その結果、埼玉製作所(現、和光工場)がT360・S500のエンジン生産、およびT360の完成車生産をし、浜松製作所がS500の完成車生産を担当した。2機種の車台生産は鈴鹿製作所が担当し埼玉・浜松へ供給。デファレンシャルとトランスミッションの生産は、T360を埼玉製作所が、S500を浜松製作所が担当した。

本田は、1963年8月発行のホンダ社報93号で4輪車専用工場の建設に対する考えを次のように語っている。

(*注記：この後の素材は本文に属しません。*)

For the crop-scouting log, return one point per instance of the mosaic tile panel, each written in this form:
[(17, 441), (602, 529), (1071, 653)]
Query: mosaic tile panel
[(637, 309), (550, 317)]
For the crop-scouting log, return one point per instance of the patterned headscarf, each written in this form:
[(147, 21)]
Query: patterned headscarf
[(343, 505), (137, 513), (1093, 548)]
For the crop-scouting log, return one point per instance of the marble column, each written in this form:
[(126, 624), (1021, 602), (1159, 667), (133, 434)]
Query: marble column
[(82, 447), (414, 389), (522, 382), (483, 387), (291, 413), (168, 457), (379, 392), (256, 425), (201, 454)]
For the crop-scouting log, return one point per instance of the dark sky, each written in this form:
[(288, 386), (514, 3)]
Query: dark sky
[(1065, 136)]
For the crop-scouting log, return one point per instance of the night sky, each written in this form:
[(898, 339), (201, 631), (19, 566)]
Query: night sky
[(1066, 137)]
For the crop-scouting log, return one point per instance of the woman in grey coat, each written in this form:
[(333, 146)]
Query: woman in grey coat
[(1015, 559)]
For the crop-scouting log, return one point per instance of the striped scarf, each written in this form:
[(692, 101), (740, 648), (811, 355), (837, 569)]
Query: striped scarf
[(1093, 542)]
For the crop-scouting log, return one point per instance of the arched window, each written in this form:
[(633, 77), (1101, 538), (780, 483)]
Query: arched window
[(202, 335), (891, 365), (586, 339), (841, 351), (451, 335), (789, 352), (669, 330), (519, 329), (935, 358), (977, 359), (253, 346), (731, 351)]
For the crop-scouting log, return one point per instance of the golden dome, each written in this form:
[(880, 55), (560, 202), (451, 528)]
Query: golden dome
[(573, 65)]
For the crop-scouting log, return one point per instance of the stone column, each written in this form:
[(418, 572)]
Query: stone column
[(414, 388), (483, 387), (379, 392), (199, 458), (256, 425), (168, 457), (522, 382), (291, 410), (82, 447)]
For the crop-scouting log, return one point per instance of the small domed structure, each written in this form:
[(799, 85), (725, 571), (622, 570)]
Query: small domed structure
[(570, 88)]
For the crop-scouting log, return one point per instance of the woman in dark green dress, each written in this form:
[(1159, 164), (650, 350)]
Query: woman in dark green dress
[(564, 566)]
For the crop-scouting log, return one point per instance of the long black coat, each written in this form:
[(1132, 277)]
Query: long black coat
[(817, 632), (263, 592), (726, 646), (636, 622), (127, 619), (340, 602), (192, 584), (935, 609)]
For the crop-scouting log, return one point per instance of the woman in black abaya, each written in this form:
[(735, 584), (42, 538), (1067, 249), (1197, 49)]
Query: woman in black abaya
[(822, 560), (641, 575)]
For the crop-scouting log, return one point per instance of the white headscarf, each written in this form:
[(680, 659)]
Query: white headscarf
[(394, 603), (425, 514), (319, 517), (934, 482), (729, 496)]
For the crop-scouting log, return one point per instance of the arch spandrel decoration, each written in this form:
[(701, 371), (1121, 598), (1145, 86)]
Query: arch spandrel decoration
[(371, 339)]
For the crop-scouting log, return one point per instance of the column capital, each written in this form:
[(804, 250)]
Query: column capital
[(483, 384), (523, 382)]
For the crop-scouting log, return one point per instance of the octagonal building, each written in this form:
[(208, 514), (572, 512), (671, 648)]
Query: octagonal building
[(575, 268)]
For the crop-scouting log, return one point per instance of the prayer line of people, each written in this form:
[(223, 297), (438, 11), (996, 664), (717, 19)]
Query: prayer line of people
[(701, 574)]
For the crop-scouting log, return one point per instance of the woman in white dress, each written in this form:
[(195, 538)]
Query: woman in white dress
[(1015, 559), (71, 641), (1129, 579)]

「今、日本の経済は安定しているというけれど、アメリカ経済の影響を非常に強く受けている。その国の中で、4輪ができた、これは良いということで、工場を建ててしまうということは、非常に危険だ。
(中略)
現在、浜松でスポーツカー、埼玉でトラックをやっているけれども、鈴鹿だって工機(現、ホンダエンジニアリング)だって、もちろん、浜松も埼玉も、全力を挙げて、現在もうかっているオートバイを、より以上にしっかりした基盤につくり上げると同時に、遊休機械を徹頭徹尾稼働させて、部品でも、プレスでもこれを徹底的に一元化して、絞って、現在の設備でできるだけのことを、みんなして努力してもらう。そうして、なるほど、これなら大丈夫だというときに、工場をつくらないと、いけないと思う。
(中略)
世界で1番の2輪メーカーになったんだから、この元をつぶしちゃいかん。そして、じっくりみんなして知恵を出し合って、今の4輪を育てなきゃいけない。カブを育てたときのように、"4輪のカブ"をつくってもらいたい」。

全製作所での分散生産体制には多くの苦労があり、効率的ではなかったが、その反面、収穫もあった。全製作所で4輪車生産に携わった人が出たこと、しかも、自分たちの手で問題を一つひとつ解決しながらやってきただけに、そこで身に付けたものは、非常に貴重であった。
特に拡大期における経験が、その後の狭山製作所(現、埼玉製作所狭山工場)の立ち上げや、鈴鹿製作所での4輪車生産のスムーズな立ち上げにつながったとも言える。